Pre-existing immunity is associated with increased protection against SARS-CoV-2. There is little information regarding endemic human coronaviruses (HCOVs) from Pakistan. We investigated antibodies to SARS-CoV-2 and HCOVs NL63 and OC43, before and during the pandemic and determined the effect of COVID-19 vaccinations. We measured IgG to Spike proteins of SARS-CoV-2 in sera from pre-pandemic and post-pandemic periods (HC 2021). A psuedotyped virus assay was used to investigate serum neutralizing activity. We also measured IgG to SARS-CoV-2, HCoV-NL63 and HCoV-OC43 after individuals received either inactivated (Sinovac), or mRNA (BNT162b2), following up to weeks. Pre-pandemic sera showed low levels of IgG antibodies to Spike SARS-CoV-2 as well as low neutralizing capacity.
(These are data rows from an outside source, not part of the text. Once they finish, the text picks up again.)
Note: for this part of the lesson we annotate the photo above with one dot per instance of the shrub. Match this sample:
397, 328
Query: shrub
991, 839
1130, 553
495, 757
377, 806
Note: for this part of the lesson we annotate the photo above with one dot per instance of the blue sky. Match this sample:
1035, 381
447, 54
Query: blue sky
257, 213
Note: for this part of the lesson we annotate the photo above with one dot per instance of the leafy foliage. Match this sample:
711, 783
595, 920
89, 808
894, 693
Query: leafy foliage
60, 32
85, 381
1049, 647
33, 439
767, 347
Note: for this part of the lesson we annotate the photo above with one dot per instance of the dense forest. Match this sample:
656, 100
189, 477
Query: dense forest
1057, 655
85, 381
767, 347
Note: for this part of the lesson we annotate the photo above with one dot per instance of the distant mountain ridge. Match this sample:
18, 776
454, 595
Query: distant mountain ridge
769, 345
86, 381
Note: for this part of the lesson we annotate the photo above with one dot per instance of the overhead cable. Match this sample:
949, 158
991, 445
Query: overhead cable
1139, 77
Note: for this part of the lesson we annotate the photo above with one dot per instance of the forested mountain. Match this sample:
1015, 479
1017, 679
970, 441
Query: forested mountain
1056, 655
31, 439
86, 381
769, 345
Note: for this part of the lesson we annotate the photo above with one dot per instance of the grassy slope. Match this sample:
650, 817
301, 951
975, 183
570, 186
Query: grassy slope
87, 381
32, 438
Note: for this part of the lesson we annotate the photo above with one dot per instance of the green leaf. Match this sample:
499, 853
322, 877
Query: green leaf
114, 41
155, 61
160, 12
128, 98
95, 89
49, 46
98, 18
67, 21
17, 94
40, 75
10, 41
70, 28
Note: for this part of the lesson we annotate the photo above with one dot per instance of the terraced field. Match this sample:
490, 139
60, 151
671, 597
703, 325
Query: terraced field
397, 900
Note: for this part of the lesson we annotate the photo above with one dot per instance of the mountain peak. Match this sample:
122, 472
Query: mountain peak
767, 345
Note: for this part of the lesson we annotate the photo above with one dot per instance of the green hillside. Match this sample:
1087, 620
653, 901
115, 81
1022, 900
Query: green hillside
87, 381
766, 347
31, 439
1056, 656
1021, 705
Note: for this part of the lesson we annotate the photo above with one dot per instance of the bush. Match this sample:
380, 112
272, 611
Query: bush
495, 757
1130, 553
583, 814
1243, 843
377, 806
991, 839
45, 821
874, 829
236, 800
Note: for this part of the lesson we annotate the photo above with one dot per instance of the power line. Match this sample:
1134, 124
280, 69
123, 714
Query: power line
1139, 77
Anti-SARS-CoV-2 Spike increased in HC 2021 to 49% seropositivity with equivalent neutralization capacity. Antibodies to IgG to HCoV-NL63 and HCoV-OC43 were higher in pandemic as compared with pandemic sera. IgG to Spike SARS-CoV-2 were positively correlated with HCoV-NL63 Spike only in pandemic sera, prior to vaccinations. Furthermore, SinoVac and BNT162b2 vaccinations both resulted in an increase in IgG antibodies to Spike SARS-CoV-2, HCoV-NL63 and HCoV-OC43. Pre-existing antibodies to endemic coronaviruses likely enhanced immunity in the population by driving cross reactive IgG antibodies, thereby enhancing protection against COVID-19.